Le RDPC vient de convoquer en urgence ses cadres pour une séance de travail le 22 juillet au Palais des Congrès de Yaoundé. Cette convocation soudaine, signée Jacques Fame Ndongo, intervient alors que le président Paul Biya prolonge en Europe un «court séjour privé » entamé le 7 juin, alimentant les rumeurs et les spéculations sur la stabilité politique du pays.
C’est une convocation qui résonne comme un coup de tonnerre dans le landerneau politique camerounais. Dans un communiqué officiel daté du 14 juillet, le secrétaire général du Rassemblement Démocratique du Peuple Camerounais (RDPC), Jean Nkuete, a sonné le rappel des troupes pour une séance de travail à Yaoundé, prévue le mercredi 22 juillet prochain. L’urgence de la démarche n’est pas explicitement justifiée dans le texte, mais le Palais des Congrès s’apprête à accueillir les principaux artisans du parti au pouvoir : les chefs des délégations permanentes régionales et départementales, ainsi que les chargés de mission rattachés.
Le spectre de Genève Plane sur Yaoundé
La tenue de cette réunion, à une date aussi proche de l’appel, ne manque pas de susciter des interrogations légitimes. Officiellement, il ne s’agit que d’une simple séance de travail, une formalité administrative entre cadres. Mais dans un pays où les moindres faits et gestes du parti présidentiel sont disséqués, le timing est loin d’être anodin.
Les regards sont en effet tournés vers Genève, en Suisse, où le président Paul Biya séjourne depuis le 7 juin. Si la présidence de la République a toujours tenu un discours rassurant, évoquant un séjour privé pour soins médicaux mineurs, la prolongation de son absence et la présence sur place de plusieurs membres de sa famille nourrissent les rumeurs les plus folles sur l’état de santé réel du Chef de l’État.
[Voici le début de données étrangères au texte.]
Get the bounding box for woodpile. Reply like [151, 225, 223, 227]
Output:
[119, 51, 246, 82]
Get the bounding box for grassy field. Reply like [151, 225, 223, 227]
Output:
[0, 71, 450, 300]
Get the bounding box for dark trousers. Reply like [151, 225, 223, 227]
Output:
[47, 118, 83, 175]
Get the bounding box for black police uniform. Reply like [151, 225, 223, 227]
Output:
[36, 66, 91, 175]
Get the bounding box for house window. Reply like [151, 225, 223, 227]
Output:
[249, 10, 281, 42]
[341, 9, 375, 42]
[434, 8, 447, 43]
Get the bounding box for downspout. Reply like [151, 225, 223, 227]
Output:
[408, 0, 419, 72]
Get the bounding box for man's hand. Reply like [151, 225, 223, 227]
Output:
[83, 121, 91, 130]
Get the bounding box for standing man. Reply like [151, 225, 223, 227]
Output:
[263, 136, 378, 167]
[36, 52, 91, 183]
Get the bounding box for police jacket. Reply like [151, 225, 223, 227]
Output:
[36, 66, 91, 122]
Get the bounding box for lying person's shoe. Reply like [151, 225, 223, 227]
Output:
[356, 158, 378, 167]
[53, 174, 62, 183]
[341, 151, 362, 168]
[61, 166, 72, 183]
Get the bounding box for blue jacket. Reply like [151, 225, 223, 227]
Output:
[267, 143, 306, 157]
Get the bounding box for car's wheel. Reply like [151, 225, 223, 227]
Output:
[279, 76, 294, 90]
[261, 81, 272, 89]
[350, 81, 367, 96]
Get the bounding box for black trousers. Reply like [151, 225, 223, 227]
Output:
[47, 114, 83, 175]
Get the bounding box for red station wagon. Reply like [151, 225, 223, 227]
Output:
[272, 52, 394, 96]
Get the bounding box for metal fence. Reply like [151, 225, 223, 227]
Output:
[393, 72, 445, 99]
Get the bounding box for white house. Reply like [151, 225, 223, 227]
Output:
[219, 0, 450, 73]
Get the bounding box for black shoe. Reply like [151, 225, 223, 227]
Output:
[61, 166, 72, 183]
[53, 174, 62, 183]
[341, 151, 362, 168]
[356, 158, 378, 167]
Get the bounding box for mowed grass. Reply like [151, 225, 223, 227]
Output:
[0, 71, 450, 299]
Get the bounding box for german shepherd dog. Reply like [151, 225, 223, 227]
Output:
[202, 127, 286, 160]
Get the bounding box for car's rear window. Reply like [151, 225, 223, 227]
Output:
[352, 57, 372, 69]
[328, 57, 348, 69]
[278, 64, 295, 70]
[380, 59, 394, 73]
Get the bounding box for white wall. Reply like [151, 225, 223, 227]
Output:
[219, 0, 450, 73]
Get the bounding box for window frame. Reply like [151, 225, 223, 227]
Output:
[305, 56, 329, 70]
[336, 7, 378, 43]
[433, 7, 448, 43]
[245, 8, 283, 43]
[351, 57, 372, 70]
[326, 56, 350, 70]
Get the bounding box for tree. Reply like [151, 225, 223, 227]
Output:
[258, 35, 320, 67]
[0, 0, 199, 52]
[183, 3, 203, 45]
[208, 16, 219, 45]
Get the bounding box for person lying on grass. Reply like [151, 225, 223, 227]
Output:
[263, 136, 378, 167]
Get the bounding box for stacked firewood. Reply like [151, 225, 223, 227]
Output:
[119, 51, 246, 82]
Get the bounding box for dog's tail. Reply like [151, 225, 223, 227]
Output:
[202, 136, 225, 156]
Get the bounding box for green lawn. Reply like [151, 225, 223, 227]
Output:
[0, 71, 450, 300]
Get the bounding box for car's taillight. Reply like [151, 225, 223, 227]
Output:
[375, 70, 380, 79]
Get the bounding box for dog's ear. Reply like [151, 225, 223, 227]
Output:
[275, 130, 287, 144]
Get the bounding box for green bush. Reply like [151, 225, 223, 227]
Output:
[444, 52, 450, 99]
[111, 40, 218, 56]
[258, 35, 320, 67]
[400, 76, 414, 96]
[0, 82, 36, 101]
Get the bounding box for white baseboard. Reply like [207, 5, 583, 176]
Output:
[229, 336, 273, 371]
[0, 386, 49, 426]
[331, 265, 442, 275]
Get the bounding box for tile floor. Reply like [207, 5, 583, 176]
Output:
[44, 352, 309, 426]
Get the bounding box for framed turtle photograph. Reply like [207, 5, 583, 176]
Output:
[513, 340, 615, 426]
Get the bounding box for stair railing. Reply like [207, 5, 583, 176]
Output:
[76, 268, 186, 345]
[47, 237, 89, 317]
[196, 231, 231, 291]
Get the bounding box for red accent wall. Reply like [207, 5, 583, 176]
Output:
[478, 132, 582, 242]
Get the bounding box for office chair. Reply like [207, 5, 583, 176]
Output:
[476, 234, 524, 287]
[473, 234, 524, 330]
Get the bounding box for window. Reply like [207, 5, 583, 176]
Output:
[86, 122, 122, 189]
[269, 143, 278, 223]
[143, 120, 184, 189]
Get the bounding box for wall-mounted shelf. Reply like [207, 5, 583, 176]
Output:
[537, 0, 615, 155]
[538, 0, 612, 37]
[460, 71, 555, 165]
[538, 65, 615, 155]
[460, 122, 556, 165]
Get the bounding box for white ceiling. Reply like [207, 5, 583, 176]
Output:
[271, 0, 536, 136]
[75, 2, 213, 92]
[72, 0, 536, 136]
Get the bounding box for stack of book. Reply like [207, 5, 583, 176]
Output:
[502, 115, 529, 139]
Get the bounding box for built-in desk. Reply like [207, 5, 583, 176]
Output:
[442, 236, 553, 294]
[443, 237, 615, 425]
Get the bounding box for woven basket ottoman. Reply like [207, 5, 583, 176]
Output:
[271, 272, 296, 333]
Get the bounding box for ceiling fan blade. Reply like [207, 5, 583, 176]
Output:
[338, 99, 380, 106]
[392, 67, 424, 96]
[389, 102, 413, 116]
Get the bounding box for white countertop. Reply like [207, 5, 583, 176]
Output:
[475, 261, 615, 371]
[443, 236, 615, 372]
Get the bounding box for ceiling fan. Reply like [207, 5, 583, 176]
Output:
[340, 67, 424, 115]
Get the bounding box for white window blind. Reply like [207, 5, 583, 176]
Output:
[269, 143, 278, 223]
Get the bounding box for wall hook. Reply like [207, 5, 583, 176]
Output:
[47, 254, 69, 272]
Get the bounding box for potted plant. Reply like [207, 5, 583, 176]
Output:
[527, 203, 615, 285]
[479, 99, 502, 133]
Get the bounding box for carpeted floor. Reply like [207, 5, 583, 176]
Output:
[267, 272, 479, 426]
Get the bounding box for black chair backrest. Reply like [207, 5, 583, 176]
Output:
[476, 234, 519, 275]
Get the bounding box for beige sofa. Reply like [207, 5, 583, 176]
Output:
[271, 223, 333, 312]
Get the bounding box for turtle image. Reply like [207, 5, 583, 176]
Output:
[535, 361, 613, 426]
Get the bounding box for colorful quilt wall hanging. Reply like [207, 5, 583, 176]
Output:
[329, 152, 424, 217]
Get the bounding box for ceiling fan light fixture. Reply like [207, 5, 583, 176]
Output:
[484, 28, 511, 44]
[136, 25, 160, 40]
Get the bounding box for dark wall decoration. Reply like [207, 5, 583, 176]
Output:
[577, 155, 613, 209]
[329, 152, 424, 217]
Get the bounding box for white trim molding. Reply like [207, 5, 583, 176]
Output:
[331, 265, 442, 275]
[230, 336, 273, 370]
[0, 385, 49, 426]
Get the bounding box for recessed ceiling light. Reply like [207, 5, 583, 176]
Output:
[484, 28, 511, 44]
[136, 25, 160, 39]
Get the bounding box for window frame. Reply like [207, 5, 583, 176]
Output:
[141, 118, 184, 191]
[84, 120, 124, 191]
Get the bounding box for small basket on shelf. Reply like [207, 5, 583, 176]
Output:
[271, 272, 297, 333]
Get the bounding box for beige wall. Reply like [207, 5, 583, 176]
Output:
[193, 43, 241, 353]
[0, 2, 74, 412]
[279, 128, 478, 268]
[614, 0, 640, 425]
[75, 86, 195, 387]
Ce silence de Genève, contrastant avec l’agitation soudaine à Yaoundé, crée un cocktail explosif d’inquiétudes et de spéculations qui envahit désormais les conversations, aussi bien dans les salons feutrés que dans les marchés populaires.
Vers une transition ou une manœuvre politique ?
Cette inquiétude n’est pas l’apanage des simples citoyens. Le Père jésuite Ludovic Lado, observateur critique de la vie politique nationale, a récemment laissé entendre, dans une publication sur les réseaux sociaux, que cette convocation pourrait être le signe avant-coureur de décisions majeures au sommet de l’État. Le prêtre jésuite suggère que les nouvelles en provenance de Suisse ne seraient peut-être pas aussi rassurantes que le voudrait la communication officielle.
En attendant le 22 juillet, le Cameroun retient son souffle. Le parti au pouvoir, le RDPC, se prépare à huis clos, conscient de l’ampleur de l’enjeu. La réunion de Yaoundé sera scrutée avec la plus grande attention : sera-t-elle le prélude à une clarification de la situation à Genève, ou simplement une manœuvre tactique du parti pour resserrer les rangs face à l’incertitude grandissante ? Quoi qu’il en soit, cette convocation confirme que le Cameroun entre dans une phase cruciale de son histoire politique, où chaque mouvement au sommet devient un indicateur de la santé réelle du régime.